While I'm bringing up a bunch of stuff from the past, a while back I tried to do a deep dive into colonialism's impact on India. My takeaway was that Britain performed worse than either the independent princely states or post-colonial India on pretty much every factor we care about: economic growth, literacy, life expectancy, etc.

I think the idea that Britain would have kept India from socialism is less likely considering that postwar Britain was also diving headlong into mass nationalizations of the economy, expansive welfare, industrial licensing, high taxes on income and capital, etc.

We did have a productive debate in the comments to that post:

My reply is readily visible, but link for the lazy: https://old.reddit.com/r/TheMotte/comments/sgv76g/culture_war_roundup_for_the_week_of_january_31/hvnwsgw/

For the even lazier, the points I brought up were:

  1. No Britain=No unified India, or an India that wasn't unified under another Great Power.

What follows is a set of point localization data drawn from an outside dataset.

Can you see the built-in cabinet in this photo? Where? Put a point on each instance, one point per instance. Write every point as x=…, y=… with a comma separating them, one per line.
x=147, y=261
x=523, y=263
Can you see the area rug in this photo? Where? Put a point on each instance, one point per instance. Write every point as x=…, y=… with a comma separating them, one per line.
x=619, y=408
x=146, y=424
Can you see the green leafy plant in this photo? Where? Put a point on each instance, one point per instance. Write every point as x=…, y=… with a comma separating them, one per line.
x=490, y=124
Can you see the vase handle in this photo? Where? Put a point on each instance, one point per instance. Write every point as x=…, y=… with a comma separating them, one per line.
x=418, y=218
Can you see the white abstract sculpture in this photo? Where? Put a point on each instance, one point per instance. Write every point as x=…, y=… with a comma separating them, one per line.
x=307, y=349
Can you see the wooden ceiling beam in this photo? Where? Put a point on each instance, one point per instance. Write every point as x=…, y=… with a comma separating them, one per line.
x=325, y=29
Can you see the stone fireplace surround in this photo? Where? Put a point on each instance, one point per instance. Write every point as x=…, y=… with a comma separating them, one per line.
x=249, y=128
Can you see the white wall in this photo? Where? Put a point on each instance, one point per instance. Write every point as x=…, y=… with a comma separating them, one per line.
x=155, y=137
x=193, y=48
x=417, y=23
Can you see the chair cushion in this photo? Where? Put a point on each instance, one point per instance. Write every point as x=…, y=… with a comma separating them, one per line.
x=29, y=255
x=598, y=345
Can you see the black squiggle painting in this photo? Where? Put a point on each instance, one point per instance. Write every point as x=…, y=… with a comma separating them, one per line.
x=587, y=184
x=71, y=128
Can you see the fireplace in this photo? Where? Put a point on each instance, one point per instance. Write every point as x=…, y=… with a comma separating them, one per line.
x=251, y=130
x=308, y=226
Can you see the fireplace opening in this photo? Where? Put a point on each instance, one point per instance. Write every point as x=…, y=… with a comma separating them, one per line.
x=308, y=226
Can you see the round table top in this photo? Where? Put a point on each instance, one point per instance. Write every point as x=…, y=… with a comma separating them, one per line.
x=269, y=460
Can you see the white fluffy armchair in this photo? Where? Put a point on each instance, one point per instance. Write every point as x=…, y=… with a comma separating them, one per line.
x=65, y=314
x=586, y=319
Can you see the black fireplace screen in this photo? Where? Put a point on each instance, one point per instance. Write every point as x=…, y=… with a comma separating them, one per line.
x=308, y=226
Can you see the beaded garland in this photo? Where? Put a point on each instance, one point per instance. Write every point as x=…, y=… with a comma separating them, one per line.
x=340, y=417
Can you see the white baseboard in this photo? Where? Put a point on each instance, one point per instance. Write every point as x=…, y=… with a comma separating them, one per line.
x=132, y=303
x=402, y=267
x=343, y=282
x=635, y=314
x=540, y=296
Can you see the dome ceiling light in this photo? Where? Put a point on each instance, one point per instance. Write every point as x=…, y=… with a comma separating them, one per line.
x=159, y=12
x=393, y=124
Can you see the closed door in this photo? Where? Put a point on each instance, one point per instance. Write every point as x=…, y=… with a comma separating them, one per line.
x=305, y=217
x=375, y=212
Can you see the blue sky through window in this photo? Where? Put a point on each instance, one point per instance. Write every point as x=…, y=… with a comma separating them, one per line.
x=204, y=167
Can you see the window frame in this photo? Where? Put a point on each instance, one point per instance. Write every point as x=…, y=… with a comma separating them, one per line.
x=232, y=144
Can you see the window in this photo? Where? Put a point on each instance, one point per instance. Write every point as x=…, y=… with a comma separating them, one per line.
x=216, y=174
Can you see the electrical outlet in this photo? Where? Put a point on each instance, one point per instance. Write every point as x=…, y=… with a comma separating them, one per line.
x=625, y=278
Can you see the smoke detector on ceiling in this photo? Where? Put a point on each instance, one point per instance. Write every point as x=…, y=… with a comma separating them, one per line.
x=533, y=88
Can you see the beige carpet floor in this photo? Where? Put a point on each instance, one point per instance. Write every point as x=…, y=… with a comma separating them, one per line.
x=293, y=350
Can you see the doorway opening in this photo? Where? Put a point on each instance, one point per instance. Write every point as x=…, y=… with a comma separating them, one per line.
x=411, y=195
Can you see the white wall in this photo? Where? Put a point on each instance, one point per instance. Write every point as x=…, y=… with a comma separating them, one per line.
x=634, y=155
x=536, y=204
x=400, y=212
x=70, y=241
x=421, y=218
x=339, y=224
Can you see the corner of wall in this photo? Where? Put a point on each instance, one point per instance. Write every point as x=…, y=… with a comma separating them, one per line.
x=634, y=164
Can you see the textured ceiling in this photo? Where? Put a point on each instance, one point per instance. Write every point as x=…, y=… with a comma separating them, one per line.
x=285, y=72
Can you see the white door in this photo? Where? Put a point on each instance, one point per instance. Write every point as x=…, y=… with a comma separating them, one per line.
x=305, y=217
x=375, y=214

  2. The Brits were doing better at the whole uplifting a subcontinent thing towards the end of their regime.

  3. When people point out that India did a lot better on measures like agricultural productivity and life expectancy in the decades post Independence, that is hopelessly confounded by the fact that most of this was the Green Revolution and the advent of cheap and effective antibiotics. I personally think they did all the heavy lifting.

Yeah, fully agreed the health stats are pretty confounded by general advances in agriculture and medicine - I gave you credit in the original for that point! :) Other stats like growth, literacy, access to roads, hospitals, and schools I think are harder to fudge.

I can easily imagine another colonial empire being worse than Britain (many were), and I even agree in some ways they were improving, or at least planning to improve (like the Dawes Plan for literacy). But I just don't see a good enough record for them pre-war in India, or post-war in Britain, to assume things would really be better.

Your personal experience gives you some insights into this that I don't necessarily have though.